Total-evidence with FBD analysis utilises molecular sequence data of extant species, morphological data of fossil and extant species and fossilisation dates of fossils to infer the phylogeny including divergence times and macroevolutionary parameters.
To run such an analysis in BEAST2 you need to install SA (sampled-ancestor) version 1.1.3 and morph-models version 1.0.2 packages.
The molecular and morphological data should be in two separate NEXUS files. The set of taxa and label should be identical in both files. Thus molecular data file should have “empty” sequences for fossil taxa, e.i., sequences filled with gaps or question marks, for example. There are examples of molecular data NEXUS file and morphological data NEXUS file.
Creating XML in BEAUti
BEAUti supports most of the features of a total-evidence analysis. To create an XML file run BEAUti and hit the plus button at the left bottom corner and choose Add Morphological Data or choose Add Morphological Data from the File menu to load morphological data. BEAUti will automatically partition the data matrix with respect to the number of states for each character. BEAUti determines the number of state for a character according to the description in the CHARSTATELABELS block. If there is no description for a character then BEAUti counts the number of different symbols that occur in the corresponding column. BEAUti will ask you whether to condition on coding only variable characters (Lewis Mkv model). For this example, we do not choose this option because the taxa were pulled randomly from a real data set and constant characters may occur in the morphological data matrix although in most cases you need to condition on coding only variable characters. Next load the molecular alignment as usual (choose Import Alignment).
Now you need to link the trees for all data. To do this select all the partitions and hit Link Trees button. Then rename tree fields for all partitions with one name, say, tree.
Now go to the Tip Dates panel and select Use tip dates. For the example NEXUS files, the dates are parts of the taxon names and we choose dates sepcified as years before present (the dates are actually in million years) and guess dates after last _.
Further, go to the Site Model panel. We choose four categories for Gamma variation model and estimate Shape parameter for the DNA partition. For morphological partitions, we keep the default model which is Lewis Mk with no Gamma variation. Note that a model with Gamma variation across morphological characters with a shared Gamma shape parameter for all partitions would fit this data better, however this setting is not currently available in BEAUti. See below how to add this option to the resulting XML file. We choose Relaxed Clock Log Normal models for both partitions on the Clock Model panel.
Then go to the Priors panel and choose Fossilised Birth Death Model as a tree prior distribution.

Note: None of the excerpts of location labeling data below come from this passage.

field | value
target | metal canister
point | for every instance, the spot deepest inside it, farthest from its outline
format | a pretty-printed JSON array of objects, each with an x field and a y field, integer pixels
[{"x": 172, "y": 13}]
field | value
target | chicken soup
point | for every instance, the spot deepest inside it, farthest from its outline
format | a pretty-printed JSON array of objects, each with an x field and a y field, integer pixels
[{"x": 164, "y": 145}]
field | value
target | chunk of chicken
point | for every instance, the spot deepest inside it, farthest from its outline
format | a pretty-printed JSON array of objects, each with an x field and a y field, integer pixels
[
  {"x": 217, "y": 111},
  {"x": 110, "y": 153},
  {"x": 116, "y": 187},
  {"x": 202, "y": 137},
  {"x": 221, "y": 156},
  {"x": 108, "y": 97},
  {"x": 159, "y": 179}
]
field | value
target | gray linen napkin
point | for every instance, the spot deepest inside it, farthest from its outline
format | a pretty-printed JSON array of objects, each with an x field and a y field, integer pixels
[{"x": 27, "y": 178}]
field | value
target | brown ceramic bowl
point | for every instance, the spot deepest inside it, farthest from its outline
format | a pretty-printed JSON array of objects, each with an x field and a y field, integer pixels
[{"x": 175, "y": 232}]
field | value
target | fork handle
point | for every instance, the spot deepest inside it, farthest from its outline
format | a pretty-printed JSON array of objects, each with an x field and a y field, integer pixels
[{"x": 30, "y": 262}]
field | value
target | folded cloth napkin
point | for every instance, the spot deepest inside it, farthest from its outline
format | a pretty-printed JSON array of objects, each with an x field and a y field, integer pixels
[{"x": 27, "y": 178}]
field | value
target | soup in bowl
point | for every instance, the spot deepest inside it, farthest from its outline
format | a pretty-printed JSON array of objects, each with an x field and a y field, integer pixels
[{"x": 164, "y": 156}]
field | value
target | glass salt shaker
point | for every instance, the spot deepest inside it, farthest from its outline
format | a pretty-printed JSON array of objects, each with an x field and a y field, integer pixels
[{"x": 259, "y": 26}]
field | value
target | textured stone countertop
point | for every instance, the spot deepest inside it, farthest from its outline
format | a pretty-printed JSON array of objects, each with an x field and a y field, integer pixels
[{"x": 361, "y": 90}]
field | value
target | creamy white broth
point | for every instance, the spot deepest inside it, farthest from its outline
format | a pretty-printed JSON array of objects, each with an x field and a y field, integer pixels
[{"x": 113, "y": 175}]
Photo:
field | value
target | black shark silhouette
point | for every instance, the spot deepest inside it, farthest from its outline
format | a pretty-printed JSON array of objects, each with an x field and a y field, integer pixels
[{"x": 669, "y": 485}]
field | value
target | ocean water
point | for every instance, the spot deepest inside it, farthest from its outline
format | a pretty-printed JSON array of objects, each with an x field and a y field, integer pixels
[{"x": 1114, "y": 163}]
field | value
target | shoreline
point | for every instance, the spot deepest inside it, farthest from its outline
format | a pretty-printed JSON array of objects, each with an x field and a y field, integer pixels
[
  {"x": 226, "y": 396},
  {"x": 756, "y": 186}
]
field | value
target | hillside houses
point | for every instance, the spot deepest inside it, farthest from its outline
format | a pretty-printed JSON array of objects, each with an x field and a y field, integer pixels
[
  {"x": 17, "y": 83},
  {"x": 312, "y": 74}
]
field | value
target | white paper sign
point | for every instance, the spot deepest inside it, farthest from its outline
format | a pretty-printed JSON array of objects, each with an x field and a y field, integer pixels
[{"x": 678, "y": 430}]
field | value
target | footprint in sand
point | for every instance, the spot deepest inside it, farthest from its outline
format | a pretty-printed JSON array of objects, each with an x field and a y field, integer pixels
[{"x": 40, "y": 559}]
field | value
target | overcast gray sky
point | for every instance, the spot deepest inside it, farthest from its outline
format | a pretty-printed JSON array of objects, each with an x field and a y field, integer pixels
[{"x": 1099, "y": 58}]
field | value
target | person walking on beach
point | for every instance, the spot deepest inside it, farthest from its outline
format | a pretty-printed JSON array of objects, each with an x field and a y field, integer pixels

Now we need to adjust the settings of the tree prior. Hit the arrow button to see available parameters with starting values. We leave the default starting values for all parameters except for Diversification Rate which should be within [0,0.1] interval. So we set 0.05 starting value for the diversification rate. Also for this example only a fraction of extant species is included in the analysis. So Rho parameter should be estimated (select estimate box next to this parameter). On the same panel, we also need to change the priors for the time of origin and diversification rate. Set Uniform(0,150) for Origin and Uniform(0,0.1) for Diversification Rate. We choose LogNormal(-5.5, 2) for the mean of the log-noramally distributed morphological clock rates and LogNormal(-3.5, 1) for molecular clock rates.
Further go to the MCMC panel and rename log files: say, set penguins.log name for tracelog and penguins.tree for treelog. Set Log Every to 10000 for the tree log to obtain reasonable file size. Now you are ready to save the XML specification. You can compare the resulting XML file with an example XML file (with some edits described below) obtained by following this tutorial.
Editing XML to add extra features
After you prepared the XML file you can run it with BEAST. There are a few things that you might want to change manually in this XML. First of all, to speed up the mixing merge two relaxedUpDownOperators to simultaneously scale both mean clock rates up and tree down (see comments in the example XML file).
You may also add age ranges for fossil samples as described here.
To add Gamma variation across morphological characters with shared Gamma shape set Gamma categories to four and estimate Shape parameter for one of the Lewis Mk models when you specify the analysis in BEAUti. If you add Gamma variation to partition two then you need to add attributes:
gammaCategoryCount="4" shape="@gammaShape.s:penguins_morph2"
to site models for remaining morphological partitions and remove existing shape parameters from these models (see comments in the example XML file).